Funnel Design Library · Playbook #5
Long Sale (VSL)
Price outruns impulse — one long page changes the belief.
Playbook #5 — The Long Sale (VSL)
Ad hooks → long-form video/text sales page does ALL the selling → checkout (or booked call)
Thesis: when the price outruns impulse, no ad can close. The page becomes the seller — one long, uninterrupted persuasion event whose real product is a changed belief. Nothing comes after it but checkout.
WHAT: The maximal version of moving the sale later (Playbook #2 taken to its limit). An ad's only job is the click; the page is a 15–60 minute video sales letter (or long-form text letter, or both stacked) that does everything Playbooks #1–2 spread across stages: story, problem, mechanism, proof, offer, price, close. Used where the decision needs 20+ minutes of belief change: info products and courses ($100–$2k), high-ticket coaching/services ($2k+ — where the VSL sells a booked call, not the sale), and mass-market supplements built on multi-bottle offers.
WHEN: Cold, problem-aware to solution-aware traffic + a price or claim too big for impulse + an offer that requires the prospect to believe something new before wanting it.
WHY: High prices don't need more enthusiasm, they need belief change — and belief change needs time, sequence, and story. The format's engine is narrative transportation: a viewer immersed in a story suppresses counterarguing [1] (this is Bob's ad again, extended until the skeptic runs out of objections). The strategic core is the unique mechanism — you don't sell a better promise (the market has heard them all), you sell a new explanation of why nothing worked before and why this works now.
KPIs (by stage):
| Stage | Job | Watch |
|---|---|---|
| Ad | Click | Hook rate, CPC; creative fatigue (hooks need constant refresh) |
| VSL open | Hold | Play rate (bimodal in one hosting vendor's dataset: ~17.5% without autoplay vs ~94% with "smart autoplay" [2] — vendor data; trust your own curve), drop-off in first 30–60 seconds — where most of the audience dies |
| VSL body | Change belief | Drop-off curve per beat, % reaching the pitch/price reveal (a small minority on long VSLs — that's normal, plan for it; no reliable public benchmark exists) |
| Close | Convert | CVR (published claims vary wildly and come from people selling VSL services — unverifiable; your own baseline is the only real one), AOV from the offer stack (one cart vendor's data: order bumps add ~30%, post-purchase upsells more [3] — vendor data), EPC if affiliate |
| Whole flow | — | CPA/ROAS end-to-end; for call funnels: cost per booked call, show rate |
Expected outcomes: where it fits, nothing else closes cold traffic at these prices. Costs are equally real: production weight, brutal top-of-video attrition, constant hook refresh, and pattern-match risk — sophisticated audiences recognize the VSL aesthetic and associate it with scams. Candor about the data: virtually every published VSL benchmark comes from people selling VSL services. Trust your own drop-off curve, nothing else.
Cheat sheet
- Price outruns impulse → the page becomes the seller. Ad clicks, VSL does everything, checkout clears.
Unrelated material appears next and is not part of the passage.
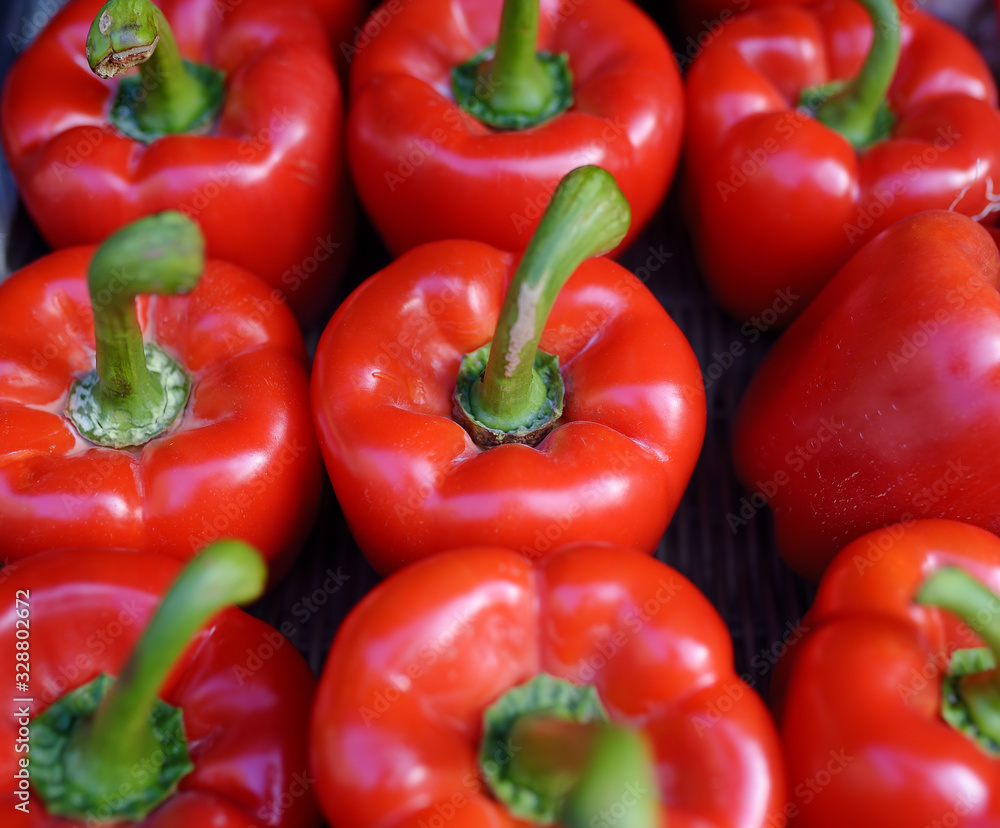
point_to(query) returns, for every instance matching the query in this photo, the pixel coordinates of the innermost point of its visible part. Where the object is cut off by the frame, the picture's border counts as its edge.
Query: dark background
(740, 572)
- The engine is the unique mechanism: why they failed (not their fault) + why this works. Mechanism belief before product belief.
- 10 beats; the retention graph is the funnel — fix the earliest cliff, and the hook before everything.
- Earn every minute; transport before teaching; TSL below for skimmers.
- Google Test every claim. Skip the scam aesthetics — they convert today and cost the brand tomorrow.
- The benchmarks are marketing. Your drop-off curve is the only data you own.